Mit der Technologie des Vortragenden wird vermieden, dass verbrauchte Beizlösung auf Basis von Natriumperoxodisulfat direkt in die Entsorgung geht. Damit wird die Zerstörung des restlichen Oxidationsmittels vermieden und eine sinnvolle Rückgewinnung des gelösten Metalls erreicht. Das in der Beizlösung enthaltene Kupfer wird aus der Abfalllösung abgeschieden. Die verbleibende Lösung wird auf elektrochemischem Wege durch anodische Oxidation regeneriert.
Die Kupferabscheidung und die anodische Oxidation werden in einem Prozessbehälter durch den Einsatz von speziellenr Anodenaufbauten erreicht. Unter Einsatz einer Anlage mit 3000 A werden pro Stunde etwa zwei Kilogramm Kupfer und neun Kilogramm Natriumperoxodisulfat gewonnen. Zudem wird damit die Abwassermenge reduziert. Die Anlage kann im Bypass zur bestehenden Beizlinie betrieben werden. Der selbe Prozess kann auch bei Verwendung von Tripelsalz genutzt werden. Vorteilhaft ist die gute Stromausbeute auch bei niedrigen Sulfatkonzentrationen im Beizelektrolyten. Wichtig ist der Einsatz von BDD-Anoden (BDD – Bordotierte Diamantelektroden) sowie einer speziellen Membran.

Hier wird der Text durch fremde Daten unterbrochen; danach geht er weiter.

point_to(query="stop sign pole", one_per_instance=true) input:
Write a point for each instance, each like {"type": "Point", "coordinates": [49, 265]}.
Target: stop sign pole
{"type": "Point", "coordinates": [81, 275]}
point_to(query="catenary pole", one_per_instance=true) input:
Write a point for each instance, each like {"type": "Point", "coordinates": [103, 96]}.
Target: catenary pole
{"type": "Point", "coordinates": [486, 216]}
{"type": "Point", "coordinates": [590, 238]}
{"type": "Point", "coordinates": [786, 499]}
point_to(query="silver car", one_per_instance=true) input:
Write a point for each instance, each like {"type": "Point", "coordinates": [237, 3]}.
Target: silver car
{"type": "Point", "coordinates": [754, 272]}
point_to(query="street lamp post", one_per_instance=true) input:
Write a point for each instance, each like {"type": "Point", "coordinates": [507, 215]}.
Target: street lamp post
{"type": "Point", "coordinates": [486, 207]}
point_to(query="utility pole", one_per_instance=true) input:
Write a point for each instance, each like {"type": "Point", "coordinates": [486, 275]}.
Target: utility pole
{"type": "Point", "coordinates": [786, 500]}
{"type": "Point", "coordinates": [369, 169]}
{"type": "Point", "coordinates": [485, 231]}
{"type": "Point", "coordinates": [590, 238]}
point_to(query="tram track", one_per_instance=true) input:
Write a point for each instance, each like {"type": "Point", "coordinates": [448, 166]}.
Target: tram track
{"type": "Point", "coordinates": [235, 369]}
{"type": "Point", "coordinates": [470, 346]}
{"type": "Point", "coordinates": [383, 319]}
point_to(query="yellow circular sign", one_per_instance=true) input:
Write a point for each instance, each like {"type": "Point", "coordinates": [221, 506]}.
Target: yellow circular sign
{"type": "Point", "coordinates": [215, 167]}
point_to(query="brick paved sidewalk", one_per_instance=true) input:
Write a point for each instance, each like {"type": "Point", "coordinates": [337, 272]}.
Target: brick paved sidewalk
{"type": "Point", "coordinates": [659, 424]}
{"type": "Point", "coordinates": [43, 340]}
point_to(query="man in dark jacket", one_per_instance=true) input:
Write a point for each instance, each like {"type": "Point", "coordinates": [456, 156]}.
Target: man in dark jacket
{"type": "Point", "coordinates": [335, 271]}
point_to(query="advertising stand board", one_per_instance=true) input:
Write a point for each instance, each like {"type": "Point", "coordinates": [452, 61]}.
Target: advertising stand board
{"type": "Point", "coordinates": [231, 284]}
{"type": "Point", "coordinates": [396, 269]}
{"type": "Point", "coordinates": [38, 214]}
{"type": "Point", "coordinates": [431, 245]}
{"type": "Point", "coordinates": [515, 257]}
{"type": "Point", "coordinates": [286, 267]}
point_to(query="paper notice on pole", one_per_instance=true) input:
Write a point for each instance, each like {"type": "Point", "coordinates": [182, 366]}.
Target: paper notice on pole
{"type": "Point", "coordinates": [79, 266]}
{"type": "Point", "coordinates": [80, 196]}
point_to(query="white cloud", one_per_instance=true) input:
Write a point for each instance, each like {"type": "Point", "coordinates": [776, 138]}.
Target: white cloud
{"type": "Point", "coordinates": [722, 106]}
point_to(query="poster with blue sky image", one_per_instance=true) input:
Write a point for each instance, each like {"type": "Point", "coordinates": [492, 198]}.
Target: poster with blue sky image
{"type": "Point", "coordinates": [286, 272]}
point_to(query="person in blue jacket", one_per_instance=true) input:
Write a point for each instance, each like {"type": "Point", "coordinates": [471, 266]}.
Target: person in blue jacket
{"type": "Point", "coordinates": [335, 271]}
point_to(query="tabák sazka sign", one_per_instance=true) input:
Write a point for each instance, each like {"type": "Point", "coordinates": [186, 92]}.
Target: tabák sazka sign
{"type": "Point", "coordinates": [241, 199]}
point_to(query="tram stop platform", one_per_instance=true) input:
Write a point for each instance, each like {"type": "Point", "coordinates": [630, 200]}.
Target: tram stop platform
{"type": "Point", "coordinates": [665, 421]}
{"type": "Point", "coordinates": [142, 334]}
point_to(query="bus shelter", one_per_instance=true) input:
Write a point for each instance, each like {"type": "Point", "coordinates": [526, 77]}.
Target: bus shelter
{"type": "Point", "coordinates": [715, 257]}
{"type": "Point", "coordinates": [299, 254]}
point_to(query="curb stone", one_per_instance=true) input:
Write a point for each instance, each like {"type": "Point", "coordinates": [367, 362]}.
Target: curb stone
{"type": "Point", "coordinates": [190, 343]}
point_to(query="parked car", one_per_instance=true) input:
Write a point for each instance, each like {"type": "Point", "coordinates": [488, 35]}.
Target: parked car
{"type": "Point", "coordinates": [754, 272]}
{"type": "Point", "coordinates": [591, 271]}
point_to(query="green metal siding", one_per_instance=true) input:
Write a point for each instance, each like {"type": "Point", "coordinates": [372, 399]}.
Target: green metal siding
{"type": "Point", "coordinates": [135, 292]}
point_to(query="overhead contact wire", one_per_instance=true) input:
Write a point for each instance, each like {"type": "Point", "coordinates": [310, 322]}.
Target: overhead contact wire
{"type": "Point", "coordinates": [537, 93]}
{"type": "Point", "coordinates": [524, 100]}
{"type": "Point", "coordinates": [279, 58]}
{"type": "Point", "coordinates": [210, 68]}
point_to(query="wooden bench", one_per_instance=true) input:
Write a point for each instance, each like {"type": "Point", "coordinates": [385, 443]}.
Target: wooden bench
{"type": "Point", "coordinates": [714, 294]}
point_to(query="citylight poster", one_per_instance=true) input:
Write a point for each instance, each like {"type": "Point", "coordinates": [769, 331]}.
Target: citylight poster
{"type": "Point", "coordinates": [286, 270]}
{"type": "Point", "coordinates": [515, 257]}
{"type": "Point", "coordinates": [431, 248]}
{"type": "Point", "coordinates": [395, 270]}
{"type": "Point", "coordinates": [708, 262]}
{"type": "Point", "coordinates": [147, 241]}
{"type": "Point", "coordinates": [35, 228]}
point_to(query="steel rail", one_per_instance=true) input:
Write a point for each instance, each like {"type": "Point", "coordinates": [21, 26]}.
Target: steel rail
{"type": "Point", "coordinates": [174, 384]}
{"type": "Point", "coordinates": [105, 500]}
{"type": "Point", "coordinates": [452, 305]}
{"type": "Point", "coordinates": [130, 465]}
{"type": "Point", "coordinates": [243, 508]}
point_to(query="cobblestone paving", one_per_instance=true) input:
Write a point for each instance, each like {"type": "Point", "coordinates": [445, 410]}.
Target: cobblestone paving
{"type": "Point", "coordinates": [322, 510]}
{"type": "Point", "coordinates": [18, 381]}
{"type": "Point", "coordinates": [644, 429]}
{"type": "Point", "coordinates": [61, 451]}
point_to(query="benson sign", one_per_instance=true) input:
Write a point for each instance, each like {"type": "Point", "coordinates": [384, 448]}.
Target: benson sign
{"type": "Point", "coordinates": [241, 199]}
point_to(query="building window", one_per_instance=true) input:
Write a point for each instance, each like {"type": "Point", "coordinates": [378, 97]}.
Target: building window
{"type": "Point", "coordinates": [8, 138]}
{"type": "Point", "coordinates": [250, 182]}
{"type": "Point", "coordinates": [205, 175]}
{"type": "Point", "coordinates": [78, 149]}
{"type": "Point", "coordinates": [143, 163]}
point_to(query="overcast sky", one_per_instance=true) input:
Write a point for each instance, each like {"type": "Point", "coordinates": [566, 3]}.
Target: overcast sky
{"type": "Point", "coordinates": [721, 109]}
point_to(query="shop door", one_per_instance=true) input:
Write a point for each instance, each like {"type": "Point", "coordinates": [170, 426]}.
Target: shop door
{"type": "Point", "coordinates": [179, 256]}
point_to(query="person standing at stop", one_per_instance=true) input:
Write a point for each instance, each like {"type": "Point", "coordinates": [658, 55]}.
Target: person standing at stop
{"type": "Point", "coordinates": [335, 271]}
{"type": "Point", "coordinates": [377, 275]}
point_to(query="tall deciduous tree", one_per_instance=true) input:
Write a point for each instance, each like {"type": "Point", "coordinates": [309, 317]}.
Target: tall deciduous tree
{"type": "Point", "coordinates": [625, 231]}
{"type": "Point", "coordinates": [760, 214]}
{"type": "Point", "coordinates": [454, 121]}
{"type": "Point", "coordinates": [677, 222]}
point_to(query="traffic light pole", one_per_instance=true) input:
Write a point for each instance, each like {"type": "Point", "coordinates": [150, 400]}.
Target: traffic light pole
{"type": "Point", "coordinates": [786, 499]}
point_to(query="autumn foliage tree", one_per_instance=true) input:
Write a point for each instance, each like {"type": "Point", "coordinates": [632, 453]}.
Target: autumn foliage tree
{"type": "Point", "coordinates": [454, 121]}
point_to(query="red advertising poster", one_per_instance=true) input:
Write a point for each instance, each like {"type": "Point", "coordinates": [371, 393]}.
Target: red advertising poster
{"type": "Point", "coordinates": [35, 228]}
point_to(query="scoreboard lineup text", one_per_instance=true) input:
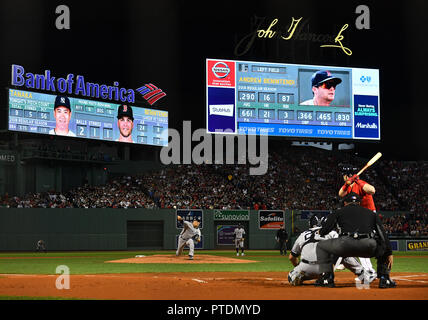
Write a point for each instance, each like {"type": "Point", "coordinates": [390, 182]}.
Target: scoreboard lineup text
{"type": "Point", "coordinates": [265, 98]}
{"type": "Point", "coordinates": [33, 112]}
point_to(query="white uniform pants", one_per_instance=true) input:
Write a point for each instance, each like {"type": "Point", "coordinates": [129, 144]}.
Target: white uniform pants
{"type": "Point", "coordinates": [182, 243]}
{"type": "Point", "coordinates": [239, 243]}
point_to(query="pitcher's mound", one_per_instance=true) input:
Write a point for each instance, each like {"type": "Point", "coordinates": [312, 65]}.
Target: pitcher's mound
{"type": "Point", "coordinates": [163, 258]}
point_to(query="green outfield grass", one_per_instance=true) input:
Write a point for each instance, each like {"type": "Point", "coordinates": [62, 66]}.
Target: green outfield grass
{"type": "Point", "coordinates": [95, 262]}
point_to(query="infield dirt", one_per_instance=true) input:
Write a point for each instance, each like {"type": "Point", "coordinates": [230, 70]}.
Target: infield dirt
{"type": "Point", "coordinates": [210, 286]}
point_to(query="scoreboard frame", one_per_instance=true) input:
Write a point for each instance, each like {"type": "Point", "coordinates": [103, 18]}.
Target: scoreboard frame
{"type": "Point", "coordinates": [356, 117]}
{"type": "Point", "coordinates": [96, 118]}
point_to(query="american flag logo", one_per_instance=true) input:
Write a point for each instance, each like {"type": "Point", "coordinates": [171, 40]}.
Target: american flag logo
{"type": "Point", "coordinates": [151, 93]}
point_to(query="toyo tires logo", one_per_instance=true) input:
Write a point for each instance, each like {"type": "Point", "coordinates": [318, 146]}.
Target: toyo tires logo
{"type": "Point", "coordinates": [221, 70]}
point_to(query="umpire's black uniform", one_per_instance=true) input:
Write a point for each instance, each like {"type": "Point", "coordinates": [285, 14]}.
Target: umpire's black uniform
{"type": "Point", "coordinates": [361, 235]}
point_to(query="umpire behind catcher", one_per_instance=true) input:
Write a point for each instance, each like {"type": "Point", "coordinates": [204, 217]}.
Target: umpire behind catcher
{"type": "Point", "coordinates": [361, 235]}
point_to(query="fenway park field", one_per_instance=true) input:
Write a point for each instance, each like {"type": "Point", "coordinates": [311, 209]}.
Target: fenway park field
{"type": "Point", "coordinates": [212, 275]}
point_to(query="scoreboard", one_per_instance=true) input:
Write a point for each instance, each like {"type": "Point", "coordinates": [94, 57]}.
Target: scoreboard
{"type": "Point", "coordinates": [275, 99]}
{"type": "Point", "coordinates": [33, 112]}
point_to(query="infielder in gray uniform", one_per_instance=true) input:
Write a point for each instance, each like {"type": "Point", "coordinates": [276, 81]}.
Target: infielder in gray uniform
{"type": "Point", "coordinates": [239, 239]}
{"type": "Point", "coordinates": [188, 235]}
{"type": "Point", "coordinates": [305, 247]}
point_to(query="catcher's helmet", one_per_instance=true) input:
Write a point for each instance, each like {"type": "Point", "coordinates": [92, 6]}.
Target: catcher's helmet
{"type": "Point", "coordinates": [316, 221]}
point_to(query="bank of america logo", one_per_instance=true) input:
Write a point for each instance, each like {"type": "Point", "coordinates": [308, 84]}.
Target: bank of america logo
{"type": "Point", "coordinates": [151, 93]}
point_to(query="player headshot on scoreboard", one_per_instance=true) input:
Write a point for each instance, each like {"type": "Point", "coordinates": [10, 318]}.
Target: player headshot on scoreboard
{"type": "Point", "coordinates": [323, 88]}
{"type": "Point", "coordinates": [125, 123]}
{"type": "Point", "coordinates": [62, 114]}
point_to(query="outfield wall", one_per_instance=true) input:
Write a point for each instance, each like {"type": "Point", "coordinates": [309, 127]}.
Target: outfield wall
{"type": "Point", "coordinates": [106, 229]}
{"type": "Point", "coordinates": [109, 229]}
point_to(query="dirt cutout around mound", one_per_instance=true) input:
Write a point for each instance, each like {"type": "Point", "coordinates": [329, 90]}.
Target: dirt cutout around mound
{"type": "Point", "coordinates": [210, 286]}
{"type": "Point", "coordinates": [162, 258]}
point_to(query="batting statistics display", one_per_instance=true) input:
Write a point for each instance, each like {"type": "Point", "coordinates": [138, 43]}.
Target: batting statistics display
{"type": "Point", "coordinates": [34, 112]}
{"type": "Point", "coordinates": [292, 100]}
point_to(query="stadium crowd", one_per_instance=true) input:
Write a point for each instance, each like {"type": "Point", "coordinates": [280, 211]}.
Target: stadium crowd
{"type": "Point", "coordinates": [305, 179]}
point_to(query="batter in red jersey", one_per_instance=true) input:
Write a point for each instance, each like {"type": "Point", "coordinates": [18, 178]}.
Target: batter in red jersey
{"type": "Point", "coordinates": [353, 183]}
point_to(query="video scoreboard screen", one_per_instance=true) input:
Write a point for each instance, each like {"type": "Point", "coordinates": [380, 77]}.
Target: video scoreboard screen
{"type": "Point", "coordinates": [33, 112]}
{"type": "Point", "coordinates": [292, 100]}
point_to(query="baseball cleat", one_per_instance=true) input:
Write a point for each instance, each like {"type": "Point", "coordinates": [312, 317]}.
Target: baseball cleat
{"type": "Point", "coordinates": [366, 277]}
{"type": "Point", "coordinates": [298, 279]}
{"type": "Point", "coordinates": [386, 282]}
{"type": "Point", "coordinates": [325, 280]}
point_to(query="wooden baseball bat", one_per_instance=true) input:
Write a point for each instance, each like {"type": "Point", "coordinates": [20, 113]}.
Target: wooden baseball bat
{"type": "Point", "coordinates": [371, 161]}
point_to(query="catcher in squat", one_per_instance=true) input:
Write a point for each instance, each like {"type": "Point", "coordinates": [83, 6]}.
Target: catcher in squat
{"type": "Point", "coordinates": [305, 246]}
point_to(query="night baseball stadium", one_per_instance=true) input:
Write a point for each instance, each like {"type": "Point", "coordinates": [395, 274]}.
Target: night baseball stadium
{"type": "Point", "coordinates": [217, 159]}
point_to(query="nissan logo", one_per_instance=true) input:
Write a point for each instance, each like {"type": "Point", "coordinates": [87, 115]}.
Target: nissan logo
{"type": "Point", "coordinates": [220, 70]}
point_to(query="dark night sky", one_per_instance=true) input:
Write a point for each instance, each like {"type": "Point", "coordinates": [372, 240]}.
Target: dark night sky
{"type": "Point", "coordinates": [167, 42]}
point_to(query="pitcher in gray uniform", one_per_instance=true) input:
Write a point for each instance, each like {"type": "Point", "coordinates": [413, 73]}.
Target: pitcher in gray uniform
{"type": "Point", "coordinates": [188, 235]}
{"type": "Point", "coordinates": [305, 247]}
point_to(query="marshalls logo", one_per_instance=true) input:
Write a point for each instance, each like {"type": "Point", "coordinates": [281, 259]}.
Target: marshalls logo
{"type": "Point", "coordinates": [221, 70]}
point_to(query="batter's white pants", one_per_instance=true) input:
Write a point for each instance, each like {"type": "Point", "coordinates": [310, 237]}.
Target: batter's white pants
{"type": "Point", "coordinates": [239, 243]}
{"type": "Point", "coordinates": [182, 243]}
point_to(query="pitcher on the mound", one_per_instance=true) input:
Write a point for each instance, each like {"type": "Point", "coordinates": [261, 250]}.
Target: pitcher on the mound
{"type": "Point", "coordinates": [188, 236]}
{"type": "Point", "coordinates": [239, 239]}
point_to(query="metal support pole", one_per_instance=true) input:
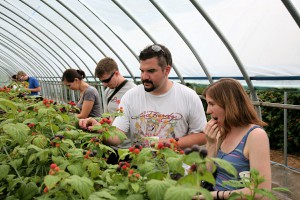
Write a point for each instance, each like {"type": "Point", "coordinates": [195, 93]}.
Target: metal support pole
{"type": "Point", "coordinates": [285, 130]}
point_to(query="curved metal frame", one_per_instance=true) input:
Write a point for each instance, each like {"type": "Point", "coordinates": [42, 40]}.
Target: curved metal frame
{"type": "Point", "coordinates": [187, 42]}
{"type": "Point", "coordinates": [101, 38]}
{"type": "Point", "coordinates": [148, 34]}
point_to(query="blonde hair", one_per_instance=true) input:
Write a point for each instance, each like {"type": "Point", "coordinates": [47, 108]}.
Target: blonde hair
{"type": "Point", "coordinates": [230, 95]}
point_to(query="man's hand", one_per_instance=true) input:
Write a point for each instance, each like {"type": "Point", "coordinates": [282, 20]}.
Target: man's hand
{"type": "Point", "coordinates": [88, 123]}
{"type": "Point", "coordinates": [212, 131]}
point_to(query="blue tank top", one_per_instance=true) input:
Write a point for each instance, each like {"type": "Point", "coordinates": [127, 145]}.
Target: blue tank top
{"type": "Point", "coordinates": [237, 159]}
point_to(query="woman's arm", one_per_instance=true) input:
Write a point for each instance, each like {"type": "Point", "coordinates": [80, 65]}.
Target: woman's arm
{"type": "Point", "coordinates": [86, 109]}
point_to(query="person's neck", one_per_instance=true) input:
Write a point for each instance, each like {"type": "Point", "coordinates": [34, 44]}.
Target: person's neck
{"type": "Point", "coordinates": [83, 86]}
{"type": "Point", "coordinates": [164, 88]}
{"type": "Point", "coordinates": [120, 80]}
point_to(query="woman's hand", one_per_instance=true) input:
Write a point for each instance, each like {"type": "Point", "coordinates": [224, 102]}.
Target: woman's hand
{"type": "Point", "coordinates": [88, 123]}
{"type": "Point", "coordinates": [211, 131]}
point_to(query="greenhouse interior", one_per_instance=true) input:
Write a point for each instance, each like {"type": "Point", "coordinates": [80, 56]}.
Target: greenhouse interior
{"type": "Point", "coordinates": [53, 51]}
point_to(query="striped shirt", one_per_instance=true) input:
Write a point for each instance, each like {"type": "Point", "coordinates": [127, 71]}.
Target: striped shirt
{"type": "Point", "coordinates": [237, 159]}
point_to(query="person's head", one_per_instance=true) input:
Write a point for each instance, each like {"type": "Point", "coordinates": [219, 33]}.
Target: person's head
{"type": "Point", "coordinates": [155, 65]}
{"type": "Point", "coordinates": [14, 77]}
{"type": "Point", "coordinates": [72, 78]}
{"type": "Point", "coordinates": [108, 73]}
{"type": "Point", "coordinates": [22, 76]}
{"type": "Point", "coordinates": [230, 105]}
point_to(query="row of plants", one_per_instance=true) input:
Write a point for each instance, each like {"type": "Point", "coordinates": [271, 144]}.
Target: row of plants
{"type": "Point", "coordinates": [45, 155]}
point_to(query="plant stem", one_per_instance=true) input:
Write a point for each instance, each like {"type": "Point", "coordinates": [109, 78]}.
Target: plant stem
{"type": "Point", "coordinates": [13, 166]}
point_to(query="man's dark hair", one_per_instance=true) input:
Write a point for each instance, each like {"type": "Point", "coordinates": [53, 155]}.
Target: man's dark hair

Borsäureersatz in Nickel- und Chromelektrolyten
Borsäure ist einer der Stoffe, der aus Gründen des Umwelt- und Gesundheitsschutzes in der Industrie nicht mehr eingesetzt werden soll; seit 2010 steht Borsäure auf der Kandidatenliste der europäischen Chemikalienverordnung REACh. Damit besteht die Aufgabe auch darin, für die galvanische Abscheidung von Nickel und Chrom einen Ersatz zu finden, ein Thema, mit dem sich Dr. Robert Gerke, Riag AG, befasst. Neben der reinen Vermeidung von Borsäure kann nach Aussage des Vortragenden das Ziel darin bestehen, neue Eigenschaften mit Hilfe eines geeigneten Ersatzstoffes zu erzielen.
Bereits seit einigen Jahren bietet das Unternehmen des Vortragenden ein gut geeignetes Ersatzprodukt an. Eine der damit erreichten Eigenschaften besteht darin, dass das Produkt keinen negativen Überdosierungseffekt zeigt, allerdings lässt sich kein maximaler Glanzgrad erzielen, wie er mit Borsäure erreicht wird. Entwicklungen haben zu einem Stoff der zweiten Generation geführt. Dieser zeigt eine sehr gute Einebnung und Glanzbildung, verbesserte Metallverteilung, geringeren Verbrauch an Glanzzusatz sowie Deckfähigkeit. Zudem ergeben sich höhere Stromdichten und eine geringere Empfindlichkeit gegen Eisen. Die Aufarbeitung des anfallenden Abwassers ist unproblematisch.
Die Notwendigkeit der Verwendung von Borsäure für die Verchromung entsteht aus dem Einsatz von Elektrolyten auf Basis von Chrom(III), insbesondere bei Verwendung eines Elektrolyten auf Basis von Sulfat. Würde hierfür der selbe Stoff wie in Nickelelektrolyten eingesetzt werden, so würde die Elektrolytstabilität verringert und ein weiterer Komplexbildner in das Elektrolytsystem eingebracht werden. Derzeit ist ein Produkt im Versuchsstadium, das in absehbarer Zeit Einzug in die Praxis finden könnte. Damit sollten bessere Streufähigkeiten möglich sein. Farbe und Rissneigung entsprechen denen der Verfahren der Marktbegleiter.